In summary, all the ASD vs NT alterations found in the training dataset were not significant in the validation dataset (ASD group effects p > 0.05), despite showing similar trends for reactivity to eye opening and PS elastic net model. This could be due to sampling error and to limited statistical power for detecting weak effects in the validation dataset. This is illustrated by the following power considerations. The statistical power to detect an effect size (standardized mean difference) of 0.5 in the validation dataset is 72%, but if this effect is for example restricted to adults only (which could be the case for reactivity to eye opening training dataset), the statistical power is only 18%. This means that there is a high chance of not finding significant effects in the validation dataset even if the true ASD phenotype was close to that found in the training dataset and there was a weak interaction between age and group. More details can be found in Additional file 1.

Discussion

We investigated differences in resting state EEG parameters between autistic and neurotypical individuals with average to high intellectual abilities from childhood to adulthood in a large and well-controlled cohort (n = 212 ASD and n = 199 NT). We analyzed various EEG metrics (alpha peak properties, PS, FC) that have been suggested to be altered in ASD. We examined whether the NT and ASD groups differed in in either mean or variance across PS and FC features using univariate testing along with cluster-based permutation tests. We then used machine learning to assess whether combining EEG features could unveil complex patterns separating ASD and NT participants. To test the generalizability of the results, alternative models using a stricter ASD definition and additional PS and FC endpoints were tested, as well as models trained in children, adolescents or adults-only. These analyses were embedded within a train–test approach to enable the testing of various models and underlying hypotheses while minimizing the likelihood of finding false positive results. In the training set, we found significant differences between ASD and NT for three EEG metrics: (1) interaction between age and diagnosis for the reactivity to eye opening with stronger age-related increases in the NT than the ASD cohort (2) significant but rather weak classification performance for PS and wPLI across age groups and for wPLI in children (accuracy of 0.56–0.64, sensitivity 0.52–0.62, specificity 0.59–0.73). The effects in the validation dataset were non-significant, but they were in line with those found in the training dataset (overlapping with the training dataset’s prediction interval or with internal cross-validation performance). This could be explained either by no consistent effects or by consistent albeit weak effects across both datasets.

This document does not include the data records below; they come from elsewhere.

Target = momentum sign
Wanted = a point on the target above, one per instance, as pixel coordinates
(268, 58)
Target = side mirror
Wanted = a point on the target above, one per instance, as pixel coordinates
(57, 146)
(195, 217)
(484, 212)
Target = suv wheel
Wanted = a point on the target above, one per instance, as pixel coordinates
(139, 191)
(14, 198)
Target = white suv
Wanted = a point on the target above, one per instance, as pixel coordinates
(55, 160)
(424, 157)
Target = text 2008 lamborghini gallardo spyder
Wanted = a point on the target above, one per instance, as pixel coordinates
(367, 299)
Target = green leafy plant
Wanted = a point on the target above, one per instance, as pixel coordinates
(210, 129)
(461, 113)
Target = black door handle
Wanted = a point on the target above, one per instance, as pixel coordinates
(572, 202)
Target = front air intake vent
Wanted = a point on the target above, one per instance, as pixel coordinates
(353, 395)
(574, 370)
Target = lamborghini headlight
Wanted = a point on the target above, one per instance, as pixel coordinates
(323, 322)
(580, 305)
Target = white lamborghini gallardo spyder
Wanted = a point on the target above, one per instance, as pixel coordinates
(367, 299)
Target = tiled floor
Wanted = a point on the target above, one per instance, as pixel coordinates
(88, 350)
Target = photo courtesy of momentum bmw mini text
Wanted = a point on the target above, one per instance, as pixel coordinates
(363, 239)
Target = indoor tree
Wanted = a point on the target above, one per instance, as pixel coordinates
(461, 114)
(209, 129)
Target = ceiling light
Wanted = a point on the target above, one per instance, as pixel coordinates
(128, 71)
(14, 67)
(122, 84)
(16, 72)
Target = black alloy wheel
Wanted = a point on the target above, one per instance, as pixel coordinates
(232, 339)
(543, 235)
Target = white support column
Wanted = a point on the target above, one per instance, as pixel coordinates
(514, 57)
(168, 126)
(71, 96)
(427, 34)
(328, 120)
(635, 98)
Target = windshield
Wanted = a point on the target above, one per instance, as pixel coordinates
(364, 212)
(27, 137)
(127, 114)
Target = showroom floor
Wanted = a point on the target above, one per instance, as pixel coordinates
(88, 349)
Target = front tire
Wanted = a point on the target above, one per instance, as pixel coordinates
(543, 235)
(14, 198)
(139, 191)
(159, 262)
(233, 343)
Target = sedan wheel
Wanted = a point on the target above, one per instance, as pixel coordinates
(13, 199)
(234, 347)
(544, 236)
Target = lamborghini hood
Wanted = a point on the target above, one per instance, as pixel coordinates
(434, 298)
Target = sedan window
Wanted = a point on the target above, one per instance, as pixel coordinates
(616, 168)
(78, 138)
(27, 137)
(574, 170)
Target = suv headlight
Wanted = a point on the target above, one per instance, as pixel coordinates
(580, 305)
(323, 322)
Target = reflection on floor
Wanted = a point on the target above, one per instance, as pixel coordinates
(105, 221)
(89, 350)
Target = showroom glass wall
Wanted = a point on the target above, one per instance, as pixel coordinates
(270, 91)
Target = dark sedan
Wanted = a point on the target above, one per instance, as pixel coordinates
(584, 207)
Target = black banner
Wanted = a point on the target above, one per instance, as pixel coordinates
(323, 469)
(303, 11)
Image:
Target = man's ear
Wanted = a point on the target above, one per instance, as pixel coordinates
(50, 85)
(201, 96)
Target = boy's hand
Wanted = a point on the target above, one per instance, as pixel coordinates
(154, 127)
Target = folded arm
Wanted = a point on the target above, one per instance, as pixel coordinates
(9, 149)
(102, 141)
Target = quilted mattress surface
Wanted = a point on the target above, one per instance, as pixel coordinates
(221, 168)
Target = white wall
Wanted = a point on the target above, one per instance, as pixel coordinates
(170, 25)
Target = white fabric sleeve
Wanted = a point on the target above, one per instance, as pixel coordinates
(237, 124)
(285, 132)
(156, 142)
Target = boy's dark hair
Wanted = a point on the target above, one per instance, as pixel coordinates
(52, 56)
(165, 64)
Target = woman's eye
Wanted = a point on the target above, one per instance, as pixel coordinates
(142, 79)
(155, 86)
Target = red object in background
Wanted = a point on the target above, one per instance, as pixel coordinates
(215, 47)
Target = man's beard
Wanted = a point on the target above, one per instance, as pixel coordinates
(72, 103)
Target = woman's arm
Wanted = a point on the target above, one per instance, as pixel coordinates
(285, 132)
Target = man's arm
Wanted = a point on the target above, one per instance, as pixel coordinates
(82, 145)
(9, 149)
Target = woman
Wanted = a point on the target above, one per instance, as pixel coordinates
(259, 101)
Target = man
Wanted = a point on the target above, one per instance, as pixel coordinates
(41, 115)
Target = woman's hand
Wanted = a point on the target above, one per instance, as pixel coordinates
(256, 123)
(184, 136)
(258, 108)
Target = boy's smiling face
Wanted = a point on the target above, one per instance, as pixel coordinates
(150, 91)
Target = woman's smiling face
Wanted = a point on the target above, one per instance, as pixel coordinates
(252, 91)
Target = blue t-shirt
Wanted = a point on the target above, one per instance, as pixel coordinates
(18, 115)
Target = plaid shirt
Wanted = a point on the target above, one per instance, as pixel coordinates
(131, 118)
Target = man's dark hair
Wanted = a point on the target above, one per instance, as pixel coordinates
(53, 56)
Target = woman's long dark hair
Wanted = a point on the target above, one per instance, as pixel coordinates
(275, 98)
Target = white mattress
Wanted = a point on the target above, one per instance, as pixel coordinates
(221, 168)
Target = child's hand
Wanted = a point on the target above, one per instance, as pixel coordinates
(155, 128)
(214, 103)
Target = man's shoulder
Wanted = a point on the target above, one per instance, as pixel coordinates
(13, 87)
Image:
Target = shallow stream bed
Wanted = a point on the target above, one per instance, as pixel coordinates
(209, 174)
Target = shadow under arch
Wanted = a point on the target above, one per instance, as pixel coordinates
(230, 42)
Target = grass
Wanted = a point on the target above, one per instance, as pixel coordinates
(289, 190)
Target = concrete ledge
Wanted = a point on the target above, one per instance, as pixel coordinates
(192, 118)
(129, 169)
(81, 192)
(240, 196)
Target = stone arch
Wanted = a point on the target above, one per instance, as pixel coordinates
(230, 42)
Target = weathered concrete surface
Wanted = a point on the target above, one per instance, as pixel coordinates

Age-dependent maturation of brain rhythms

In line with previous studies of NT developmental trajectories, we observed the expected developmental changes of EEG features, such as age-related increases in alpha peak frequency, relative upper alpha/beta power and average FC [51,52,53,54]. This can be seen as a plausibility check for this dataset.

Our results in the context of the literature

Directly comparing our results with previous publications is complicated by heterogeneity in the methods (e.g., specific EEG parameter extracted, FC metric, regions of interest to estimate pairwise connectivity) and the ASD subpopulation (e.g., age range, IQ, sex). A careful comparison with prior work is nonetheless critical to inform future work with EEG in ASD. Of particular relevance to this effort is O’Reilly et al.’s prior systematic analysis of EEG/MEG FC literature [17]. They evaluated the support for two popular hypotheses in the ASD field—long-range hypoconnectivity and local hyperconnectivity—and concluded that there was relatively strong support for long-range hypoconnectivity in ASD. However, heterogeneity in methods precluded a quantitative meta-analytic confirmation of this phenomenon or of which EEG parameter would best quantify it. Additionally, publications from the largest reviewed dataset [55, 56] enrolling 430 ASD and 554 NT found a mixture of long-range hypo- and hyperconnectivity, suggesting that the long-range hyperconnectivity hypothesis may not fully reflect the complexity of ASD. The authors found an impressive 86% ASD vs. NT classification accuracy, but we cannot test whether their results replicate in the LEAP dataset because their findings are based on a multivariate combination of thousands of features, and the exact combination of features and model weights is not available for download. Although the original study excluded high functioning autism and Asperger [56], the authors found that their original multivariate model also classified NT vs. Asperger with high accuracy [55], so the IQ range of the cohorts do not seem to be causing the discrepancy between their results and ours.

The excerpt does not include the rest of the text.